ECLI:NL:CRVB:2014:437
Centrale Raad van Beroep
- Hoger beroep
- Rechtspraak.nl
Herziening van WAO-uitkering en geschiktheid voor functies na medisch onderzoek
In deze zaak heeft de Centrale Raad van Beroep op 14 februari 2014 uitspraak gedaan in hoger beroep tegen een eerdere uitspraak van de rechtbank. De appellant, die een WAO-uitkering ontving, had hoger beroep ingesteld tegen de beslissing van het Uitvoeringsinstituut werknemersverzekeringen (Uwv) om zijn uitkering te herzien. De herziening was gebaseerd op een medisch onderzoek dat door verzekeringsartsen was uitgevoerd. De rechtbank had eerder geoordeeld dat het onderzoek zorgvuldig was uitgevoerd en dat er geen reden was om te twijfelen aan de juistheid van de Functionele Mogelijkhedenlijst (FML) die was opgesteld.
De Raad heeft de overwegingen van de rechtbank onderschreven en vastgesteld dat het medisch onderzoek op een zorgvuldige wijze heeft plaatsgevonden. De rechtbank had geen aanleiding gezien om te twijfelen aan de bevindingen van de verzekeringsartsen, en het door appellant ingebrachte neuropsychologisch onderzoeksrapport leidde niet tot een ander oordeel. De Raad concludeerde dat de belasting in de voorgehouden functies de mogelijkheden van appellant niet overschrijdt en dat de herziening van de WAO-uitkering met ingang van 19 april 2010 terecht was.
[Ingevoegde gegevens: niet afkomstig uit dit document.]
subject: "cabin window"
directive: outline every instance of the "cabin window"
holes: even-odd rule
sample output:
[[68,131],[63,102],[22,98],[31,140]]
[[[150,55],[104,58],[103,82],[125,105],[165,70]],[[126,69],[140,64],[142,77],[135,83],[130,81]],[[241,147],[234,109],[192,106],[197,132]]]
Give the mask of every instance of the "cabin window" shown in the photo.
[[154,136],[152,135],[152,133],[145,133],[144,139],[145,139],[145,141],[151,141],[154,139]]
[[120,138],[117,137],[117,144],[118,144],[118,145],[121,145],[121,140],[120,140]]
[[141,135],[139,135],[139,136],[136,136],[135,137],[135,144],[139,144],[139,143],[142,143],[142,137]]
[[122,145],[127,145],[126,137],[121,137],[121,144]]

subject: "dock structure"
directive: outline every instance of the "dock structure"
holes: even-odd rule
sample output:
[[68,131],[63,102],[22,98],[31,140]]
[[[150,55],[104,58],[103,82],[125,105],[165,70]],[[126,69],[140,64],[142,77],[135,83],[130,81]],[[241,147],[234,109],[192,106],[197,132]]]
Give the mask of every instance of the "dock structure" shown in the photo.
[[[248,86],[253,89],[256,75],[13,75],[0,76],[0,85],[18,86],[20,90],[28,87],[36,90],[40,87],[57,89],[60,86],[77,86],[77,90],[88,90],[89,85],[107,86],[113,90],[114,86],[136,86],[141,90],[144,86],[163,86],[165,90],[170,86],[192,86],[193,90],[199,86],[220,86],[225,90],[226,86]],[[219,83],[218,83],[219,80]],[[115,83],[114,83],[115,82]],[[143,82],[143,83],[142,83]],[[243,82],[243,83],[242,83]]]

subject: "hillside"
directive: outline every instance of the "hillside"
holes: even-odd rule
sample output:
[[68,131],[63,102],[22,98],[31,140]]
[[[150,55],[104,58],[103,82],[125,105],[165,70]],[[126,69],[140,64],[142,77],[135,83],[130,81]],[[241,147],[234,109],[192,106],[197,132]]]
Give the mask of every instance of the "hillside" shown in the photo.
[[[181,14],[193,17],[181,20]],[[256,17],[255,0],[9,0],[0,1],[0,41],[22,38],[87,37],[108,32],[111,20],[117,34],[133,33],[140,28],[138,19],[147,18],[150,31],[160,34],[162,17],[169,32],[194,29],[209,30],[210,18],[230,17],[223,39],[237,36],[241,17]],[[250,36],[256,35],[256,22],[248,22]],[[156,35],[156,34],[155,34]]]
In hoger beroep herhaalde appellant zijn standpunt dat onvoldoende rekening was gehouden met zijn cognitieve beperkingen. De Raad oordeelde echter dat er geen nieuwe medische gegevens waren overgelegd die zouden kunnen aantonen dat appellant meer beperkingen had dan vastgesteld in de FML. Het hoger beroep werd dan ook afgewezen, en de aangevallen uitspraak werd bevestigd. Tevens werd het verzoek tot schadevergoeding afgewezen en er was geen aanleiding voor een proceskostenveroordeling.